Red had hugged him that day.

Edge pretended not to notice that Red had cried into his new armor, one of the two times Edge had ever seen him do such. He pretended not to see a lot of things about his brother, like the vacant look in his sockets when he returned from the castle, or the affection that was only going to come bite him in the ass when someone decided to come for him. 

Edge was a hypocrite, because when Red had been kidnapped, he had dusted twelve monsters himself. Red had been fine.

He accepted Edge’s offer to join the guard as a sentry when a position opened up. They no longer had to spar out of sight, and when he’d noticed people stopping and _staring_ , he finally understood Red’s pride. His lazy, ‘good-for-nothing’ brother, who told puns like his measly HP depended on it, who was the Judge, who had more EXP than the entirety of Snowdin combined, was _strong_. And now everyone knew.

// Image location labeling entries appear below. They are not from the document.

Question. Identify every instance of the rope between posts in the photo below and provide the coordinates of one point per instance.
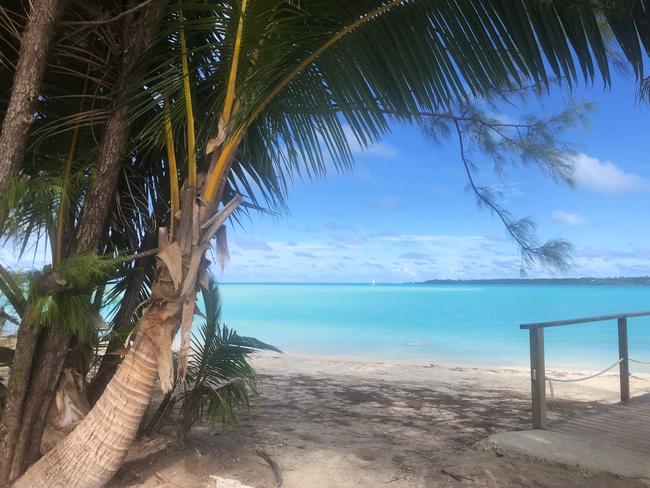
(584, 378)
(637, 361)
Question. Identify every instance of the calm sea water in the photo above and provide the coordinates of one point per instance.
(450, 323)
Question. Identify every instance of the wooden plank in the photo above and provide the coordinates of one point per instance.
(582, 320)
(538, 378)
(624, 365)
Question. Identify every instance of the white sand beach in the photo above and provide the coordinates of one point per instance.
(335, 422)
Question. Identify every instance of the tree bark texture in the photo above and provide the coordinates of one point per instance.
(21, 431)
(89, 456)
(35, 43)
(113, 147)
(19, 375)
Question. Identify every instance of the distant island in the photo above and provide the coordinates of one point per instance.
(640, 280)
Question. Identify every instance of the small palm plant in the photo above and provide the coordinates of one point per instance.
(220, 378)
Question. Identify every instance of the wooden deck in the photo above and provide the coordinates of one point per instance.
(625, 425)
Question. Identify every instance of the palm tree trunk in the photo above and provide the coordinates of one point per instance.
(35, 42)
(93, 452)
(28, 404)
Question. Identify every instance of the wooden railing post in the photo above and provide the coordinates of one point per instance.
(538, 377)
(623, 354)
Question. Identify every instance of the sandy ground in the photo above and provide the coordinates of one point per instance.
(332, 423)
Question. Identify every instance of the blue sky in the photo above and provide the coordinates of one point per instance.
(404, 213)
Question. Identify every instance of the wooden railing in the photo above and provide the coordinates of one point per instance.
(537, 363)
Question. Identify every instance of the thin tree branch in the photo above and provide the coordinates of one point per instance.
(482, 197)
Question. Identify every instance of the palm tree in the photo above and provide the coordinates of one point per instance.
(278, 82)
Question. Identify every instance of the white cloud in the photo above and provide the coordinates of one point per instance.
(606, 177)
(567, 217)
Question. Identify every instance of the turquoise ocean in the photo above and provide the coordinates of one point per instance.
(462, 324)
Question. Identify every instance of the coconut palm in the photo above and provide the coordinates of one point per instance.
(273, 85)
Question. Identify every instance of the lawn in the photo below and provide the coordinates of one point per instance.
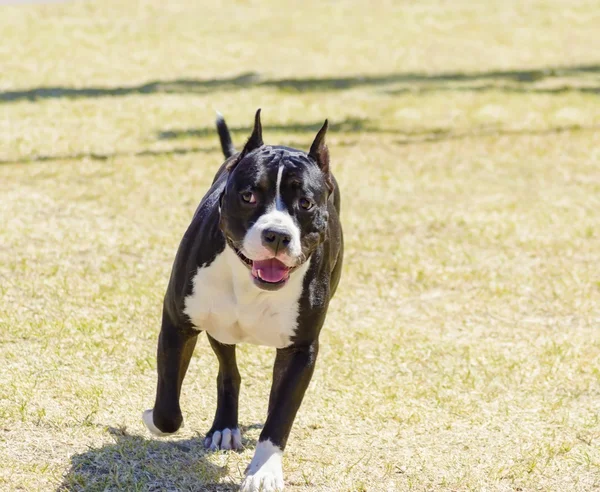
(462, 350)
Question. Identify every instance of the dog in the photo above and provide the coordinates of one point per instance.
(259, 264)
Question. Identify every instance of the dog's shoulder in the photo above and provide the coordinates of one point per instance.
(202, 242)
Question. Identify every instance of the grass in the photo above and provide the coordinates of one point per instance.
(462, 349)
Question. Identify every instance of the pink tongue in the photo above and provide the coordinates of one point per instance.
(270, 270)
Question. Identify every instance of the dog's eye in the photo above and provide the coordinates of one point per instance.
(305, 203)
(248, 197)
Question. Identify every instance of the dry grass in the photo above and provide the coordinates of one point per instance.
(462, 351)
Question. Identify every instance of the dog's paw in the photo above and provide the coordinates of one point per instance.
(224, 439)
(264, 474)
(148, 419)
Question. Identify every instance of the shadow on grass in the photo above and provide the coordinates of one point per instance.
(349, 125)
(253, 79)
(101, 156)
(405, 137)
(136, 463)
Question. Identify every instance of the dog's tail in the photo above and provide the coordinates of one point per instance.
(225, 137)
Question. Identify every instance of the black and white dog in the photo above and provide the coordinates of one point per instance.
(258, 264)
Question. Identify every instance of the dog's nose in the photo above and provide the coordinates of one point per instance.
(276, 239)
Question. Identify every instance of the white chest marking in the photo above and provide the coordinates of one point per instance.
(226, 304)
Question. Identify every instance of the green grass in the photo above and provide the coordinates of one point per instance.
(462, 351)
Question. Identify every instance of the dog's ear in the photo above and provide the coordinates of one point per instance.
(253, 143)
(320, 153)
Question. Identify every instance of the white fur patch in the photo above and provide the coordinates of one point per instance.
(278, 200)
(277, 217)
(228, 306)
(253, 246)
(147, 418)
(264, 473)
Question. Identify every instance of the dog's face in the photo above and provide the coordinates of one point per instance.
(274, 207)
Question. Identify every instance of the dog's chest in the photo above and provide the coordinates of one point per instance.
(226, 304)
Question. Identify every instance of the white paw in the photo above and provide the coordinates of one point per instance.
(149, 421)
(224, 439)
(264, 474)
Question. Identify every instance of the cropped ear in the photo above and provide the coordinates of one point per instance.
(253, 143)
(320, 153)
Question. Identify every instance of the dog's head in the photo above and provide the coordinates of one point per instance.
(274, 206)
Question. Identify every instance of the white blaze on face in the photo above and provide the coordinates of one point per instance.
(275, 217)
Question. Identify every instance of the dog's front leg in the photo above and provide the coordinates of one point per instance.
(293, 370)
(175, 349)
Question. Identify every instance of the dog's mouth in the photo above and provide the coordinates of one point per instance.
(269, 272)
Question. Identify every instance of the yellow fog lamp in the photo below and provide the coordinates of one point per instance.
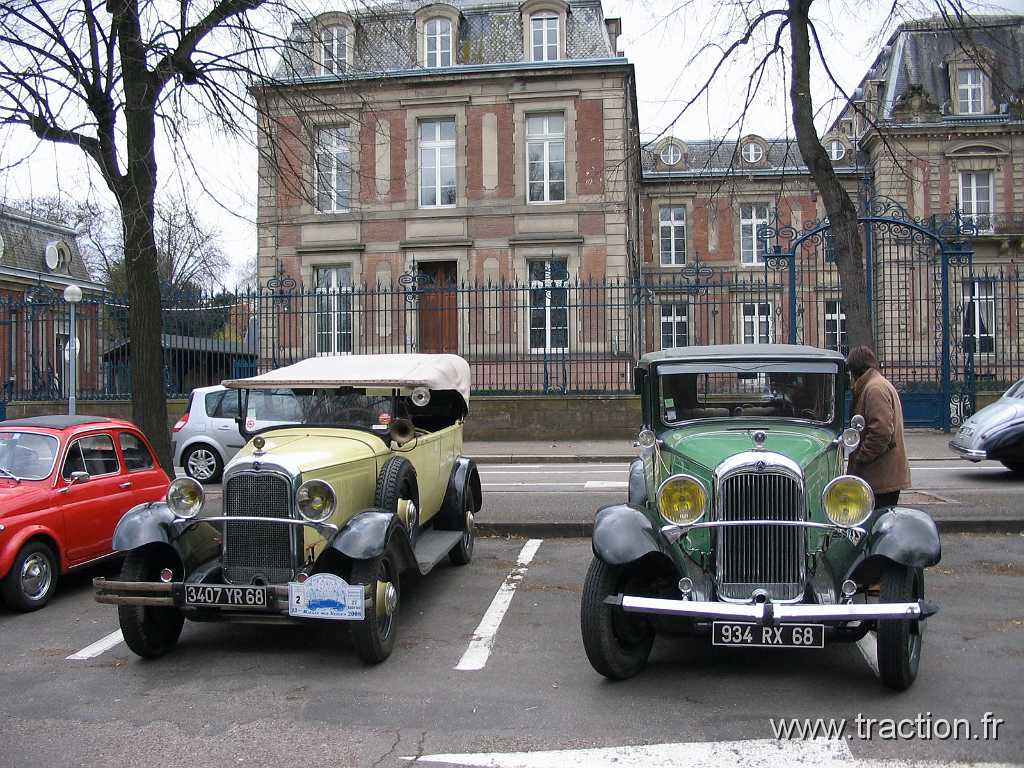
(315, 501)
(682, 500)
(848, 501)
(185, 497)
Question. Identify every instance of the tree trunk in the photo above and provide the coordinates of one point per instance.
(840, 208)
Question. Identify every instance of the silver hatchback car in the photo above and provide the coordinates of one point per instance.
(207, 435)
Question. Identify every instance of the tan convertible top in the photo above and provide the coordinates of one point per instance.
(406, 371)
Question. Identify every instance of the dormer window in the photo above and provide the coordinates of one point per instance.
(438, 43)
(334, 50)
(970, 91)
(544, 37)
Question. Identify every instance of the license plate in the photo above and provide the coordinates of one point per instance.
(754, 635)
(210, 594)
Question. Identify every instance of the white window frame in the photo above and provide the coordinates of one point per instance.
(547, 285)
(970, 94)
(748, 151)
(672, 219)
(436, 147)
(335, 40)
(980, 291)
(334, 305)
(441, 36)
(333, 156)
(548, 25)
(760, 325)
(547, 140)
(752, 249)
(836, 327)
(675, 314)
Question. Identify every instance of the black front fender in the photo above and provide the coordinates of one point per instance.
(623, 535)
(194, 541)
(903, 536)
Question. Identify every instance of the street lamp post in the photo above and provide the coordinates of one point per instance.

He could look after himself, and when he couldn’t, he had Edge there to do it for him. Which is what he’d do as soon as he saw him again. He’d hear that damned ‘clear,’ if it was the last thing in his life.

Which is why he turned his attention to his brother’s lookalike and what was a stand-in for Undyne in this universe. She was loud, obnoxious, she had tried to dust him upon meeting, but something was missing, and it wasn’t just the scars.

Axes were fundamentally different from spears, but they were manageable. Edge found himself slipping into the familiar pattern of observe-analyze-deal with.

Blue stood in one half of the ‘grounds’ and Alphys took the other one. “We’re gonna start!” he called to Edge, like he couldn’t see. He waved half-dismissively.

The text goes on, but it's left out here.